The A-rate benchmark: how we grade crypto LLMs
Our 45-question crypto benchmark is graded on an A–F scale by two reviewers plus a rubric matcher. Here's exactly how, and why it's harder to game than multiple-choice.
Most public LLM benchmarks are multiple-choice quizzes. MMLU, HellaSwag, ARC — they're useful for comparing raw capability, but they don't tell you whether a model can write a coherent paragraph explaining MEV to a non-expert. Ours does.
The setup
- 45 questions across 8 categories: DeFi mechanics, MEV/PBS/FCFS, tokenomics, L2 design, Solana-specific, smart-money / wallet clustering, regime detection, security.
- Each question has a rubric: a list of facts that must appear, common misconceptions that must not, and required caveats (e.g. "must mention that slashing is a real risk in LRTs").
- Grading scale: A (complete + correct), B (correct with minor gaps), C (partially correct), D (mostly wrong), F (wrong).
- Two human graders + one rubric matcher. Disagreement among the three triggers a third human reviewer.
Why A–F, not 0–1
Numbers-only grading forces reviewers to collapse nuance. A response that gets the mechanism right but misses the risk disclaimer is a B in our system — a 0.87 in a numeric system, which looks fine and is actually a meaningful miss. A–F captures the kind of failure.
How we prevent gaming
- The eval set is small (45 questions) but the rubrics are strict. A model fine-tuned on our exact questions would need to also match our rubric style without being explicitly trained on it, which is hard without us noticing.
- Reviewers rotate. No reviewer sees the same question twice in a row.

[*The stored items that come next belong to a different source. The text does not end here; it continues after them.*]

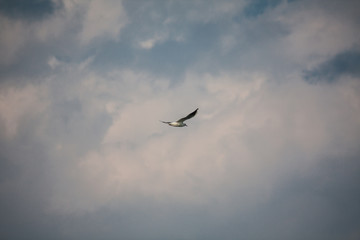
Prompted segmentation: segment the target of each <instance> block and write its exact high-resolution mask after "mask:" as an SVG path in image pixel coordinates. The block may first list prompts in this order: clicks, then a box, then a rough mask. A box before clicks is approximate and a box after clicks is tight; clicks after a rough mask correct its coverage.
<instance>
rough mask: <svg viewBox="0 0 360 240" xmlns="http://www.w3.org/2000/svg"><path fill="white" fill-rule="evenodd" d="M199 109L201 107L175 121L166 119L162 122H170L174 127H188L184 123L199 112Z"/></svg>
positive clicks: (166, 122) (170, 123)
mask: <svg viewBox="0 0 360 240" xmlns="http://www.w3.org/2000/svg"><path fill="white" fill-rule="evenodd" d="M197 110H199V108H197V109H196V110H195V111H193V112H192V113H190V114H189V115H187V116H186V117H183V118H180V119H179V120H177V121H175V122H164V121H161V122H163V123H166V124H169V125H170V126H172V127H187V125H186V123H184V122H185V121H186V120H188V119H190V118H192V117H194V116H195V115H196V113H197Z"/></svg>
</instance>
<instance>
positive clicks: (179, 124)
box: [168, 122, 187, 127]
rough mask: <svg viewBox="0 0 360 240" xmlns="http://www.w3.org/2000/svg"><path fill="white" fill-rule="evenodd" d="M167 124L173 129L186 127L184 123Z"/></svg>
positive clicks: (170, 122)
mask: <svg viewBox="0 0 360 240" xmlns="http://www.w3.org/2000/svg"><path fill="white" fill-rule="evenodd" d="M168 124H169V125H170V126H173V127H185V126H187V125H186V124H185V123H182V122H170V123H168Z"/></svg>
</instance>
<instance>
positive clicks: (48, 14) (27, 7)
mask: <svg viewBox="0 0 360 240" xmlns="http://www.w3.org/2000/svg"><path fill="white" fill-rule="evenodd" d="M59 5H61V4H60V1H56V0H55V1H52V0H40V1H36V0H35V1H34V0H29V1H19V0H15V1H6V0H3V1H1V2H0V12H1V13H2V14H4V15H6V16H8V17H9V18H14V19H27V20H37V19H42V18H44V17H47V16H49V15H52V14H53V13H54V12H55V11H56V9H57V8H58V7H59Z"/></svg>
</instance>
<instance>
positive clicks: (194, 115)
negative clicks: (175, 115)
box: [177, 108, 199, 122]
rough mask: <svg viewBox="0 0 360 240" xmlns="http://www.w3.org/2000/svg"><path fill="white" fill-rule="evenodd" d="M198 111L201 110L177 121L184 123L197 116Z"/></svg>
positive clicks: (190, 114)
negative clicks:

- We publish the eval set — anyone can reproduce it.
Current scores
| Model | A-rate | A+B | | --- | --- | --- | | Sovereign v2 v6-SFT (14B) | 87% | 98% | | GPT-4o (closed) | 68% | 91% | | Claude 3.5 Haiku | 64% | 88% | | Llama 3 70B | 59% | 82% | | Qwen3-14B (no fine-tune) | 47% | 69% |
Where we fail
Our model graded C on smart-money / wallet clustering. Our training data underrepresents this category; we're fixing it with a curriculum-weighted v7.
Why publish this
Because if we don't, no one can argue with our numbers — and if no one can argue, the numbers are worthless. Run the benchmark yourself. Argue with the rubrics. File PRs to add questions.